Detonic síndrome não viciante e de abstinência, uma vez que todos os componentes do produto são naturais.

Informações detalhadas sobre Detonic está localizado na página do fabricante www.detonicnd.com.

Interação

Outros medicamentos que você toma podem aumentar ou diminuir o efeito de agentes antiplaquetários. Não deixe de informar o seu médico sobre cada medicamento, vitaminas ou suplemento de ervas que você estiver tomando:

  • medicamentos contendo aspirina;
  • não esteróide>Linha BOTTOM - Antiplaquetários e anticoagulantes quais são as diferenças

Ao tomar agentes antiplaquetários, você também deve evitar fumar e beber álcool. Você deve notificar seu médico ou dentista de que está tomando medicamentos antiplaquetários antes de qualquer procedimento cirúrgico ou odontológico. Como qualquer medicamento da classificação dos antiagregantes plaquetários reduz a capacidade de coagulação do sangue e, ao tomá-los antes da intervenção, corre-se o risco, pois isso pode levar a sangramento excessivo.

Mais sobre doenças

Converse com seu médico sobre suas condições médicas antes de iniciar a terapia antiplaquetária regular. Os riscos de tomar medicamentos devem ser ponderados em relação aos seus benefícios. Aqui estão algumas doenças que você definitivamente deve informar ao seu médico se estiver recebendo medicamentos antiplaquetários. É:

  • alergia a medicamentos antiplaquetários: ibuprofeno ou naproxeno;
  • gravidez e lactação;
  • hemofilia;
  • Doença de Hodgkin;
  • úlcera estomacal;
  • outros problemas com o trato gastrointestinal;
  • doença renal ou hepática;
  • IHD;
  • insuficiência cardíaca congestiva;
  • alta pressão;
  • asma brônquica;
  • gota;
  • anemia;
  • polipose;
  • participando de esportes ou outras atividades que colocam você em risco de sangramento ou hematomas.

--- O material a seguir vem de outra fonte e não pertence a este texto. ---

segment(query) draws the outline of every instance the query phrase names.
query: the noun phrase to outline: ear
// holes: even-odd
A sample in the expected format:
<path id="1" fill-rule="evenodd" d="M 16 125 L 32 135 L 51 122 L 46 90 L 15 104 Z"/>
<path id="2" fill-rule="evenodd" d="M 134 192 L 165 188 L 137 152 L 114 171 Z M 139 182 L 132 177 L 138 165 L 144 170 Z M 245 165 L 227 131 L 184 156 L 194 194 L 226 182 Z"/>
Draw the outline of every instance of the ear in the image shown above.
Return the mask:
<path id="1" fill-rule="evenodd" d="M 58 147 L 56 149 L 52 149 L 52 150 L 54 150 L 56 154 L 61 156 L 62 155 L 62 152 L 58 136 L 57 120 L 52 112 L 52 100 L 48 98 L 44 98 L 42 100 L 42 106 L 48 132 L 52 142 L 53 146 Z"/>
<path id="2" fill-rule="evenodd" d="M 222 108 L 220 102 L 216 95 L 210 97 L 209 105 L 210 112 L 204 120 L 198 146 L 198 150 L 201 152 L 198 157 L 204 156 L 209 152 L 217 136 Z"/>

Às vezes, um medicamento causa efeitos indesejados. Nem todos os efeitos colaterais da terapia antiplaquetária estão listados abaixo. Se você sentir essas ou outras sensações desagradáveis, informe o seu médico.

Efeitos colaterais comuns:

  • fadiga (fadiga);
  • azia;
  • dor de cabeça;
  • indigestão ou náusea;
  • dor no estômago;
  • diarréia;
  • hemorragias nasais.

Efeitos colaterais raros:

  • reação alérgica, com inchaço da face, garganta, língua, lábios, mãos, pés ou tornozelos;
  • erupção cutânea, comichão ou urticária;
  • vômito, principalmente se o vômito parecer borra de café;
  • fezes escuras ou com sangue ou sangue na urina;
  • dificuldade em respirar ou engolir;
  • dificuldade em pronunciar palavras;
  • sangramento ou hematomas incomuns;
  • febre, calafrios ou dor de garganta;
  • cardiopalmo;
  • amarelecimento da pele ou olhos;
  • dor nas articulações;
  • fraqueza ou dormência no braço ou perna;
  • confusão ou alucinações.

Talvez você precise tomar medicamentos antiplaquetários pelo resto da vida, dependendo de sua condição. Terá de fazer análises ao sangue regularmente para verificar a coagulação do sangue. A resposta do corpo à terapia antiplaquetária deve ser estritamente controlada.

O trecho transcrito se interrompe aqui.